Victorieuse de l'Open de France 3x3 avec Rennes, la future joueuse de La Tronche Meylan (LF2) Aurore Pautou nous livre son témoignage. Un témoignage fort qui pourra contribuer à faire évoluer les mentalités sur la transidentité.
Crédit photo : Chloé Courquin

Les points serrés, la gorge déployée, Aurore Pautou exulte, avant d’enlasser ses coéquipières. Rennes, son équipe, vient de remporter l’Open de France 3×3 2021, à Lille. Pas favorite sur le papier, la formation bretonne a enchaîné les semaines d’entraînements et les tournois pour soulever ce trophée de championne de France. Ce titre, elle le doit à son collectif, à son âme, à ses individualités aussi. En première ligne celle de la MVP de cet Open de France, Aurore Pautou. Inconnue du circuit avant 2020, elle est devenue dominante à force de travail et de volonté. Si ses belles performances ont logiquement fait parler d’elle, son parcours de vie ne passe pas inaperçu. En signant un contrat à La Tronche Meylan, pour évoluer en Ligue 2 Féminine, Aurore Pautou est devenue la première femme trans à devenir joueuse professionnelle de basketball. Si l’intention n’était pas pour elle d’être une précurseur ou encore moins de se mettre en avant, son histoire va peut-être permettre à des hommes et des femmes, sans forcément aspirer à devenir professionnel, d’oser participer à des compétitions organisées par la Fédération française de basket (FFBB), afin de s’épanouir, comme elle, sur un terrain de basket, tout simplement. Son témoignage, Aurore Pautou a accepté de nous le partager. Le voici.
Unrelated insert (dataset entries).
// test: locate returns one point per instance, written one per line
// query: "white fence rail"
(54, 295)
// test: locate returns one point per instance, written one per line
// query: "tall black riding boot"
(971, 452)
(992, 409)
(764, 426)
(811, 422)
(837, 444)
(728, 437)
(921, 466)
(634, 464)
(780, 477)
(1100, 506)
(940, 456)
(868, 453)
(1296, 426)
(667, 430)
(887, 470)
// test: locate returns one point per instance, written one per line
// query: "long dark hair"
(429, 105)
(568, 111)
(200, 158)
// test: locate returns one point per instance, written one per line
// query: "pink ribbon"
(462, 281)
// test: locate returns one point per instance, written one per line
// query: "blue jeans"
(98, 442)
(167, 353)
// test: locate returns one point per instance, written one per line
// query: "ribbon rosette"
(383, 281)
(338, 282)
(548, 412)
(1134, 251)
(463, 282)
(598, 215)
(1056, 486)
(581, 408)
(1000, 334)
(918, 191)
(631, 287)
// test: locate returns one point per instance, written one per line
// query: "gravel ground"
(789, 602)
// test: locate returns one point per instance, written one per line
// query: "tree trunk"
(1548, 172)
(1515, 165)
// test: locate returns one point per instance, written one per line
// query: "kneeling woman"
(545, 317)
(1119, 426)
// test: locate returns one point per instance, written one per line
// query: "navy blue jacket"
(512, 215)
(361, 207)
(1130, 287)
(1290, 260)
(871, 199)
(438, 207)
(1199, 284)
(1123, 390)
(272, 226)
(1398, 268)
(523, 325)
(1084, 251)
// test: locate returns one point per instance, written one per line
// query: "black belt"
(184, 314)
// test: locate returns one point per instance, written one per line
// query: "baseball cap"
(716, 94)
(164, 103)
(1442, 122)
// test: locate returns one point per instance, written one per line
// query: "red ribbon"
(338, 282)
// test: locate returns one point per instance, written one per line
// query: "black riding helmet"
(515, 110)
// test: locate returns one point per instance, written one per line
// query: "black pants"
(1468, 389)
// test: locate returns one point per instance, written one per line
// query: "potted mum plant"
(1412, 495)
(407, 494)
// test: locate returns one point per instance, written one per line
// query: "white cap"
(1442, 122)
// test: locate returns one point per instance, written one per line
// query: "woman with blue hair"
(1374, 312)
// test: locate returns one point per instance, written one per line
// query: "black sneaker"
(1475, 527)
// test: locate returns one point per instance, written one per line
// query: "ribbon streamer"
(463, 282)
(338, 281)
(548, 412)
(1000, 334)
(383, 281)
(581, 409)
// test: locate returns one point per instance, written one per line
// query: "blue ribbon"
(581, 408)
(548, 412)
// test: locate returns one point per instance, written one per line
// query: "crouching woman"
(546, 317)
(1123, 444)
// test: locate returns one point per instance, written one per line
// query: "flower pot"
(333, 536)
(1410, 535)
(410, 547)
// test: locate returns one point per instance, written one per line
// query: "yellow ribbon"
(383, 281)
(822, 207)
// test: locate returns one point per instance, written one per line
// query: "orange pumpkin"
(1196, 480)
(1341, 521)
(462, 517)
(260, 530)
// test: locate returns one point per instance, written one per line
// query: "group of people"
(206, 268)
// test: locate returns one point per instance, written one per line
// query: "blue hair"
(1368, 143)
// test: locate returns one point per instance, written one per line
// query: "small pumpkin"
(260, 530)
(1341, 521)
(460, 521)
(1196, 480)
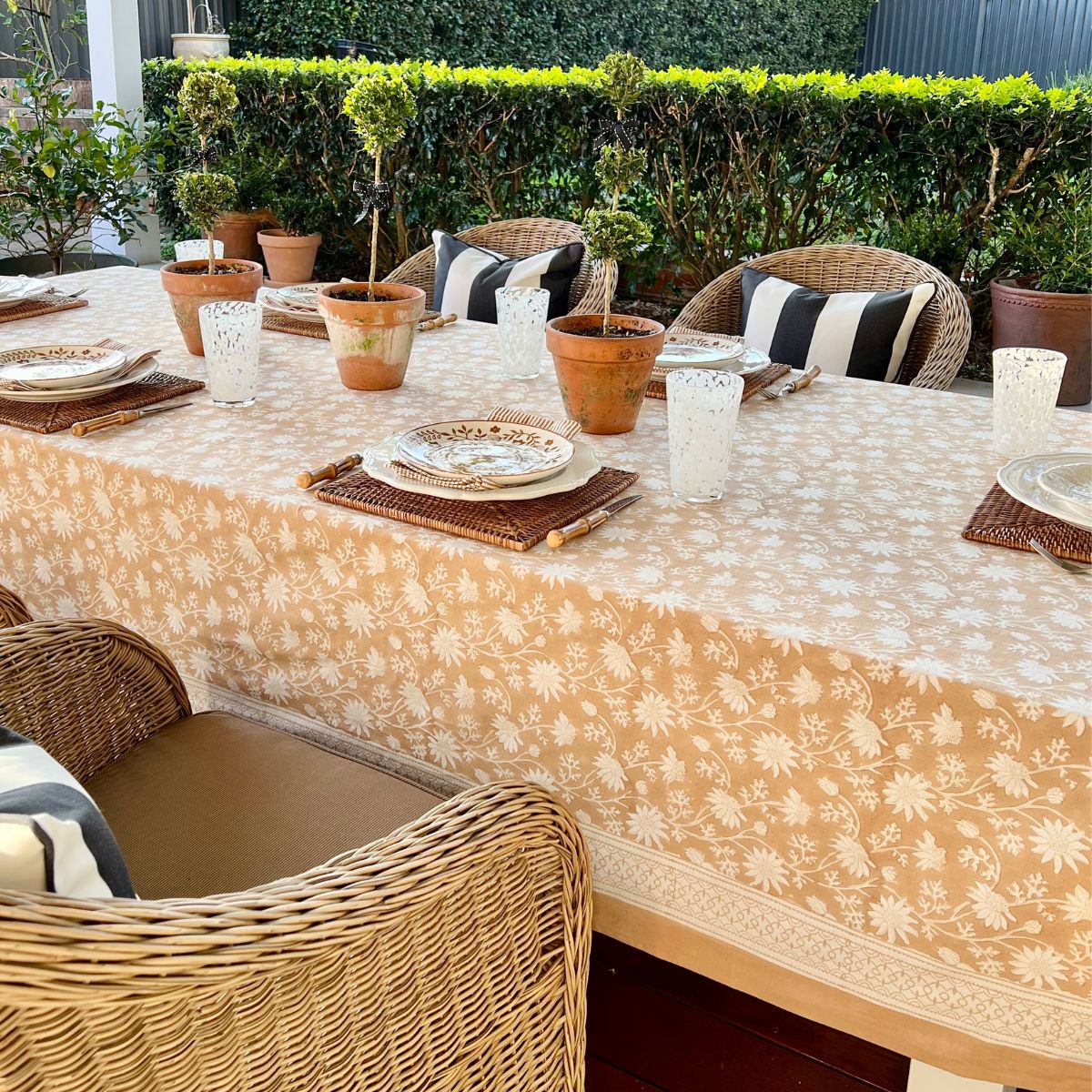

Vous revenez de Lille, où vous avez remporté l’Open de France 3×3, on imagine votre immense joie après cet accomplissement, l’aboutissement de mois de travail, individuel et collectif…

Au niveau des émotions c’est assez fou tout ce qui se passe actuellement dans ma tête et dans mon coeur… Ce titre, c’est beaucoup de choses, c’est un aboutissement, un rêve qui se réalise, une formidable aventure sportive et surtout humaine. J’ai beaucoup de reconnaissance pour toutes les personnes qui ont participé, de près ou de loin, à Rennes 3×3, mes fantastiques coéquipières, nos deux coachs/GM, les gars, les jeunes, les blessées, nos supporteurs… et tous les gens qui, tout au long des tournois et très spontanément, nous ont donné tant de marques de sympathie. Enfin, j’ai une pensée pour toutes nos adversaires, car si nous n’avions pas eu face à nous de si grandes joueuses, nous n’aurions jamais pu aller au bout de nous-même à chaque match. C’est une évidence pour moi qui vis le sport de compétition comme un dépassement de soi.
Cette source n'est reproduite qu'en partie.